Tabayyun Keluarga Menghindari Radikalisasi Anak di Media Sosial

Tabayyun Keluarga Menghindari Radikalisasi Anak di Media Sosial

- in Narasi
570
0
Tabayyun Keluarga Menghindari Radikalisasi Anak di Media Sosial

Media sosial terkadang “hanya” dianggap (dunia maya) yang tidak akan memengaruhi kehidupan nyata. Argumen ini tentu dipatahkan dengan kasus pembunuhan yang dilakukan dua remaja atas bocah usia 11 tahun karena media sosial. Bahkan, banyak kasus seperti bom bunuh diri, hijrah ke negara ISIS dan anarkisme karena media sosial.

Fakta-fakta di atas menunjukkan satu kesadaran penting sebuah (tabayyun keluarga) dalam berselancar di media sosial. Untuk membangun kesadaran sejak dalam keluarga akan bahayanya radikalisasi di media sosial yang kini menyasar generasi muda kita dan tentu siapa-pun bisa terkontaminasi.

Kegandrungan berselancar di media sosial pada dasarnya diminati oleh banyak kalangan. Dari tua hingga muda semua memiliki kebiasaan bermalas-malasan bermain sosial media. Ini adalah fakta bahwa semua keluarga memiliki potensi besar termakan oleh radikalsiasi yang ada di media sosial.

Maka, sangat penting kiranya budaya Tabayyun itu perlu dibangun.
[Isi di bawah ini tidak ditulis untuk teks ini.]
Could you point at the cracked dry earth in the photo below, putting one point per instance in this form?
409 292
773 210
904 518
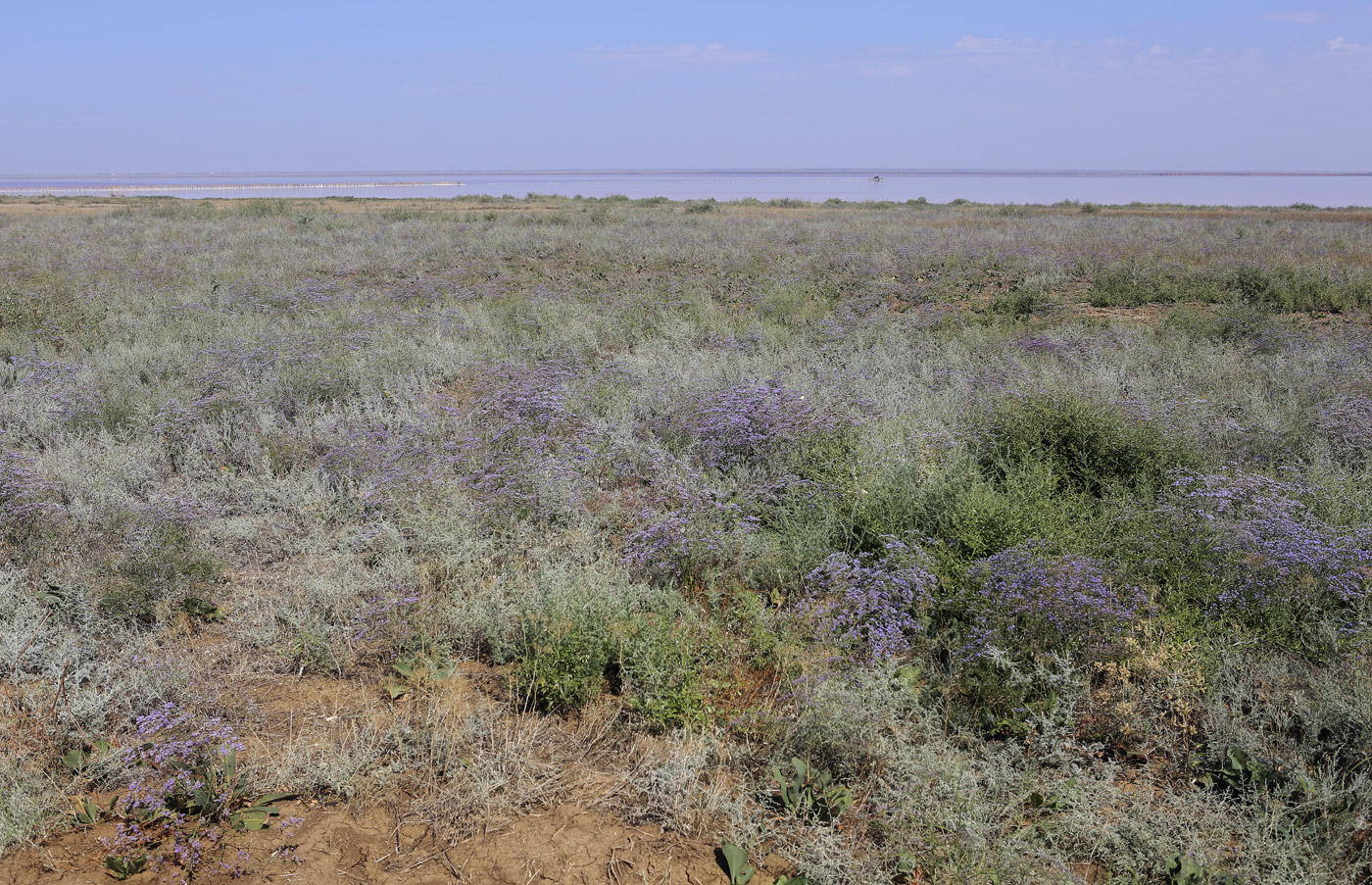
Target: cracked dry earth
569 840
565 844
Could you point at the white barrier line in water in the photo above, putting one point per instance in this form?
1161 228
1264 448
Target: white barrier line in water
160 188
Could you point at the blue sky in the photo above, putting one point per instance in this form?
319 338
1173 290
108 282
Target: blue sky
408 85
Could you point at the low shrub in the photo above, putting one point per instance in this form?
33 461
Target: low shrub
563 656
871 607
1090 448
662 668
1029 599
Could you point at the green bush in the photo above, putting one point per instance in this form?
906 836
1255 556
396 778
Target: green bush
562 658
662 669
168 573
1090 448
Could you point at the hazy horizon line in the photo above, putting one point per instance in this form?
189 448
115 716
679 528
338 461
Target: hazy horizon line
855 171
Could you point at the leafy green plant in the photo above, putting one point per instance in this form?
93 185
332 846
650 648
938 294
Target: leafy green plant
807 792
78 758
662 671
123 867
733 860
1091 448
562 659
402 682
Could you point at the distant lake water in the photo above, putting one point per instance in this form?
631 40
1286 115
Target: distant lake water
812 185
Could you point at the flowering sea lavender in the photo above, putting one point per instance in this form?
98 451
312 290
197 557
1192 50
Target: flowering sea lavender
1268 549
1029 599
870 606
24 496
750 422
Untuk mengamati secara mendalam atas segala yang tersebar di media sosial. Baik dari segi keasliannya, ketepatannya serta kebenarannya. Juga ada pola pendeteksian, dampak baik dan buruknya segala yang tersebar di media sosial itu sendiri.

Misalnya ada sebuah posting-an di media sosial yang memperlihatkan sebuah narasi agar kita benci atas pemerintah. Dalam kasus ini, jika kita tidak segera membangun pola Tabayyun atau meneliti kebenaran fakta itu, niscaya kita akan terjebak ke dalam informasi yang berkaitan dengan kebencian atas pemerintah itu.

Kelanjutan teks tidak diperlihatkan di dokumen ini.